Click to expand Image
Taiwan’s Foreign Minister Joseph Wu, left, speaks with US House Speaker Nancy Pelosi as she prepares to leave Taipei, August 3, 2022.
© 2022 Taiwan Ministry of Foreign Affairs via AP
“F***, she got off the plane!” a man in China yells, as he smashes chairs in a video posted on the popular Chinese microblog platform Weibo. “She” refers to Nancy Pelosi, the speaker of United States House of Representatives. The man is upset that the Chinese government allowed her plane to land in Taiwan instead of shooting it down.
Chinese social media is awash with similar videos and posts calling for violence against Taiwan. Around the time of Pelosi’s arrival, the sheer volume of discussion on Weibo overwhelmed the platform; users reported difficulty loading the website and the mobile app.

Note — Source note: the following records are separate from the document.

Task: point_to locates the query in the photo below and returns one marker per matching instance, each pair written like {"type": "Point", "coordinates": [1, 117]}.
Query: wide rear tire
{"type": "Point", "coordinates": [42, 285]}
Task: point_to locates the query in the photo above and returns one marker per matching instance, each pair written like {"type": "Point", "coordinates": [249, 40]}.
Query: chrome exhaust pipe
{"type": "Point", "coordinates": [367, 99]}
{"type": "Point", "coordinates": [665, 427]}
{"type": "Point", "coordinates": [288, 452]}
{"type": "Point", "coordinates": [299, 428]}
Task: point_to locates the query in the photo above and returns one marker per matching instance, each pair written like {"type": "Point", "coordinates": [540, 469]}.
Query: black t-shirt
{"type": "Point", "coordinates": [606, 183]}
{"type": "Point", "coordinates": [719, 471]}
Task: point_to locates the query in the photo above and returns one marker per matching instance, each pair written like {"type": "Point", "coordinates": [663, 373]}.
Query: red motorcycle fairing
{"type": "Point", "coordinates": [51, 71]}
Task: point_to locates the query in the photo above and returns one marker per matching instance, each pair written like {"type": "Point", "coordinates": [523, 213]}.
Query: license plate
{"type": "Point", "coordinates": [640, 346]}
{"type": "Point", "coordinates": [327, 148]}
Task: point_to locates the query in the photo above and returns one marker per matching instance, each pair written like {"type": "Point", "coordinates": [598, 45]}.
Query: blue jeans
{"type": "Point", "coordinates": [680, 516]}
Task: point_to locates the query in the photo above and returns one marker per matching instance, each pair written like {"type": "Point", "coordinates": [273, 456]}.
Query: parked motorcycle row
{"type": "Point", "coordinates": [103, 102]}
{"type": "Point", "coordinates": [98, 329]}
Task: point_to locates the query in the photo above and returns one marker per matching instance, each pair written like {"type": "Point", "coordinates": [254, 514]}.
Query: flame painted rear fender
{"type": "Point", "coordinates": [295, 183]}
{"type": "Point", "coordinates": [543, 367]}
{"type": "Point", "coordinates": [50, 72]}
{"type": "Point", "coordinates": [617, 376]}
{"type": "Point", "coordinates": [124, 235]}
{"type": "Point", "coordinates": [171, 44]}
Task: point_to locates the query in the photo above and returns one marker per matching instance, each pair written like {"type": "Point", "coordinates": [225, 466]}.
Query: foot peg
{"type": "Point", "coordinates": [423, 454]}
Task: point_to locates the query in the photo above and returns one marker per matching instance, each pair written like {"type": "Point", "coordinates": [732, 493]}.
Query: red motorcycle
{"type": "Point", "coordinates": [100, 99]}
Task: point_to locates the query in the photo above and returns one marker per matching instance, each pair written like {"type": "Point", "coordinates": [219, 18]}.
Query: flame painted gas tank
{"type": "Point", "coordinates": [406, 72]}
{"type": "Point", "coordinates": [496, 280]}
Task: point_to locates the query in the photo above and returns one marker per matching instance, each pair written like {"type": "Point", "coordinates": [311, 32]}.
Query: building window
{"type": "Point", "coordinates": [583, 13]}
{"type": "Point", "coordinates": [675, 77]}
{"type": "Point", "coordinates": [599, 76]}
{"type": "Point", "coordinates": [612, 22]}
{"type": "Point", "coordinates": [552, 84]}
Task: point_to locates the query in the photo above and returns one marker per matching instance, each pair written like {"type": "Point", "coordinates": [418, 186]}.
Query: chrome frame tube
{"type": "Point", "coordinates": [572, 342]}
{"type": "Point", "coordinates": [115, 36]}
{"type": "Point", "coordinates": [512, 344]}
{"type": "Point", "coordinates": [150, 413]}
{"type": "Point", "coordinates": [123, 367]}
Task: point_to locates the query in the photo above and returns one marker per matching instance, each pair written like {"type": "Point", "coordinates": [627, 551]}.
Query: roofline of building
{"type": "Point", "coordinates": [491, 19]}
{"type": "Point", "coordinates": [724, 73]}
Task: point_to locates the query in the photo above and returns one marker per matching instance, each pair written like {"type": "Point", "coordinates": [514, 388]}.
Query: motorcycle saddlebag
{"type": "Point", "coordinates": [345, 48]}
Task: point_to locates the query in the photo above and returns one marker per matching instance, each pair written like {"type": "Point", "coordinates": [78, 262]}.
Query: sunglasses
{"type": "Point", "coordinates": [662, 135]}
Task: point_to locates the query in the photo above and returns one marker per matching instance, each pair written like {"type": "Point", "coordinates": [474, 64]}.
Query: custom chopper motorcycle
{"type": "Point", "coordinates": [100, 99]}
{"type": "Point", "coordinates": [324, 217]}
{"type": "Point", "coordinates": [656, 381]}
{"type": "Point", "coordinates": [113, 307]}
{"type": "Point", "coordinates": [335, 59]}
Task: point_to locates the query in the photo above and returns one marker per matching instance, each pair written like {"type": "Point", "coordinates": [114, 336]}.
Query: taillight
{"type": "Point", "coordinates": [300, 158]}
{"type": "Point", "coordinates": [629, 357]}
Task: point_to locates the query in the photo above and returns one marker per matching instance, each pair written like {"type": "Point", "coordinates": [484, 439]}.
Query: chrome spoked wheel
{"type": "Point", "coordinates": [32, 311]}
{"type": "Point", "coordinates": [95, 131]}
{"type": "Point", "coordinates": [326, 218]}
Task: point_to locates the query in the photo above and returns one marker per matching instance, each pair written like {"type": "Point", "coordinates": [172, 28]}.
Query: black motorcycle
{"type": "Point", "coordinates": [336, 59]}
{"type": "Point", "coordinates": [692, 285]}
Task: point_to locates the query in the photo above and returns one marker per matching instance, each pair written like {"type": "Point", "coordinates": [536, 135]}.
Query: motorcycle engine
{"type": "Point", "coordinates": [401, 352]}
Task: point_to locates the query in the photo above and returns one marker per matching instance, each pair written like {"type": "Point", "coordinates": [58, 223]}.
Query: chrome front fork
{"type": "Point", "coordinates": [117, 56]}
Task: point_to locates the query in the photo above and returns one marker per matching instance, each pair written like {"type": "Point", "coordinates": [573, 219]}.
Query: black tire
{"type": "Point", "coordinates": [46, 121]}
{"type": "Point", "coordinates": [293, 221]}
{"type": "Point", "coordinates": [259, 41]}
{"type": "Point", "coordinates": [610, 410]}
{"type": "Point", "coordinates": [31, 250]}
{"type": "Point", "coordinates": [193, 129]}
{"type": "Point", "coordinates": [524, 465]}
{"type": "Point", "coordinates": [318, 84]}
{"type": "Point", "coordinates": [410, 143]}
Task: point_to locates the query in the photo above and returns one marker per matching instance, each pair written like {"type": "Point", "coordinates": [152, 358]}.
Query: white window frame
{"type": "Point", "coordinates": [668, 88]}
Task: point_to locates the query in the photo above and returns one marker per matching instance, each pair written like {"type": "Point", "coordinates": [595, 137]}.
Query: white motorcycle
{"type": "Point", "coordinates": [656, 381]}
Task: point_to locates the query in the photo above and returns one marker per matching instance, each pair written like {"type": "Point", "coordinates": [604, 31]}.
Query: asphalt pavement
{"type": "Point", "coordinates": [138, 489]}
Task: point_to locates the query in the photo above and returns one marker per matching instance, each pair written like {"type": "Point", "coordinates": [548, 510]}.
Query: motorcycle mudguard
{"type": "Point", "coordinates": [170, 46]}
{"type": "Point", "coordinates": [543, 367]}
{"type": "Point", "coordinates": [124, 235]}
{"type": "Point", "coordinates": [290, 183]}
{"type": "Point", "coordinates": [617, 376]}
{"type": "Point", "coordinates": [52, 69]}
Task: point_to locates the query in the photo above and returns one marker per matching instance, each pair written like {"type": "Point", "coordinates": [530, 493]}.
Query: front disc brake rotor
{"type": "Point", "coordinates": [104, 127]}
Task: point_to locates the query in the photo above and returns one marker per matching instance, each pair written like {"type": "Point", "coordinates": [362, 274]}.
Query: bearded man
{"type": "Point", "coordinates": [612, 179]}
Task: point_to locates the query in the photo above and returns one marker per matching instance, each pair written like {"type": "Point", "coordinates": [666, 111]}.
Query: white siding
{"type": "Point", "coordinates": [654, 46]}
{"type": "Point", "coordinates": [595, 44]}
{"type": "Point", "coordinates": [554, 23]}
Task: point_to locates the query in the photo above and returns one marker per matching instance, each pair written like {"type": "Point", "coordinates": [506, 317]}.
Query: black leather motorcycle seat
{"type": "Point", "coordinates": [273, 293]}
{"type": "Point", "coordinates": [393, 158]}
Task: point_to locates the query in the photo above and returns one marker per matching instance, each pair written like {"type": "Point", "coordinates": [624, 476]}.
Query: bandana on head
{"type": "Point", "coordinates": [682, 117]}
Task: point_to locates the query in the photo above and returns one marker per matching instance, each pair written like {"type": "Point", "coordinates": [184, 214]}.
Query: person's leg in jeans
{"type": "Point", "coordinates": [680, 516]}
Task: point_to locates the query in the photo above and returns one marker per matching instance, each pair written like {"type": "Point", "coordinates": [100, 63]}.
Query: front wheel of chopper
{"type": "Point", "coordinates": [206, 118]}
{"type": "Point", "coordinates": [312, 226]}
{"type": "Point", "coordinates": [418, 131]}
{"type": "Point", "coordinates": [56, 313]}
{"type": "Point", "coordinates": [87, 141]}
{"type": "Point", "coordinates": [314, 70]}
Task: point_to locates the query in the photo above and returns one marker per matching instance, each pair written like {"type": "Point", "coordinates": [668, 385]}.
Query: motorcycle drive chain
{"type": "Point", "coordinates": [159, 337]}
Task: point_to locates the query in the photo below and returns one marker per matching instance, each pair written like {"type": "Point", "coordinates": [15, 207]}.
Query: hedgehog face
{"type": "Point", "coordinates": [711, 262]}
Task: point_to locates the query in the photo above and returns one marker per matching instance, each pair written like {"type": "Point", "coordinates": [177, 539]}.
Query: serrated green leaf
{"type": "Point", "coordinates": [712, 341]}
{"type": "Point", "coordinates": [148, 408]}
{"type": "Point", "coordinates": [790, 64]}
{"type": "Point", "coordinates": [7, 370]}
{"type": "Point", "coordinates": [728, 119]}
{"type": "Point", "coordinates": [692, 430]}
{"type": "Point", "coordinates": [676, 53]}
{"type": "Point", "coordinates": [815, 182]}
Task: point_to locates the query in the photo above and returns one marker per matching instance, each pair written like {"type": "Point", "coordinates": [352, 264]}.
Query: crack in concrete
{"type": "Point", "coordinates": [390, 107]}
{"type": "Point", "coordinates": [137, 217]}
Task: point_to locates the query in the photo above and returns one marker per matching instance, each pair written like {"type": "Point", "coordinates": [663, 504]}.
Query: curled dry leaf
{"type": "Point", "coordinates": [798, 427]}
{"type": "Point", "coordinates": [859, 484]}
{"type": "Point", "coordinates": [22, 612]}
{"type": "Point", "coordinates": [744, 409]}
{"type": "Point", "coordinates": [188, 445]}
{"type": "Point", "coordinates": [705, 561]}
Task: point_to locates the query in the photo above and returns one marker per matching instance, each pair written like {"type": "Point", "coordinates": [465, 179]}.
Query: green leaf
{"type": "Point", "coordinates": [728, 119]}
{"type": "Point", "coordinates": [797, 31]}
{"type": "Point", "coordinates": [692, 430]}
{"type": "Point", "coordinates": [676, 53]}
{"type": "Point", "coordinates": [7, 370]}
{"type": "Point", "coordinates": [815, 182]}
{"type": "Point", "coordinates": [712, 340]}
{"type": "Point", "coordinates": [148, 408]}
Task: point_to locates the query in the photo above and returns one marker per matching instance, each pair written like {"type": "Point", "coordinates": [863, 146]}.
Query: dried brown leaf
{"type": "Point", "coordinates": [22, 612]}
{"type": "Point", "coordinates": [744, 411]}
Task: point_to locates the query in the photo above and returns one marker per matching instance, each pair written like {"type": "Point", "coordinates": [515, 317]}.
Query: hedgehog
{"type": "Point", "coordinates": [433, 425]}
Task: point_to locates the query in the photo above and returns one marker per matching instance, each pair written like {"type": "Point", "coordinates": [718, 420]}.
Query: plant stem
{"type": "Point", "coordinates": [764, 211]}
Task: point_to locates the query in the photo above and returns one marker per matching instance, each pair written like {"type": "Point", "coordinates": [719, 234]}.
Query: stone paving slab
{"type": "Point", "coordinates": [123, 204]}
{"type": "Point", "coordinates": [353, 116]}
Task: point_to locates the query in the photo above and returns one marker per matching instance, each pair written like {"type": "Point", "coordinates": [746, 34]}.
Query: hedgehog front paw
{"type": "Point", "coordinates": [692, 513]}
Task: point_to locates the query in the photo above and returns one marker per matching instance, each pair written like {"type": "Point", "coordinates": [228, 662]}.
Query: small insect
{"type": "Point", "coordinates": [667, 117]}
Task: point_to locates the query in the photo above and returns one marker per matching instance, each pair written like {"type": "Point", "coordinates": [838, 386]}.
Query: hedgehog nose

China’s sealed-off internet has made it difficult for outsiders to see the depth of hostility circulating there. The authorities block many popular international websites in the country while also making it harder for people outside the country to access Chinese websites. What’s said on Chinese social media might not be representative of the thinking of the average person in China, but the volume of hate suggests an upswing in ultra-nationalism in recent years. This reflects in part incessant state propaganda and censorship over territorial, ethnic, and human rights issues.
“Taiwan has always been an inseparable part of China.” As someone who grew up in China, this propaganda line – whose accuracy has been widely rebuked by experts – and many others are so imprinted in my mind that I can still easily recite them even after years living abroad. Discussions challenging these Chinese Communist Party platitudes are strictly prohibited and could send one to prison. Many human rights lawyers, activists, and writers who advocated for dialogue, reconciliation, and freedom have been jailed or driven to exile. Much of what remains online is a cacophony of rage and hate.
Beijing is now tasting the bitter fruit of its own oppression. Some netizens are calling on the Chinese government to dissolve the State Council Taiwan Affairs Office, the government body dealing with Taiwan, arguing that these officials are “traitors” in need of “punishment.” After many posts where users had shifted their anger away from Pelosi and towards the Chinese government for failing to stop her Taiwan visit, social media platforms and accounts belonging to state media started to censor user comments.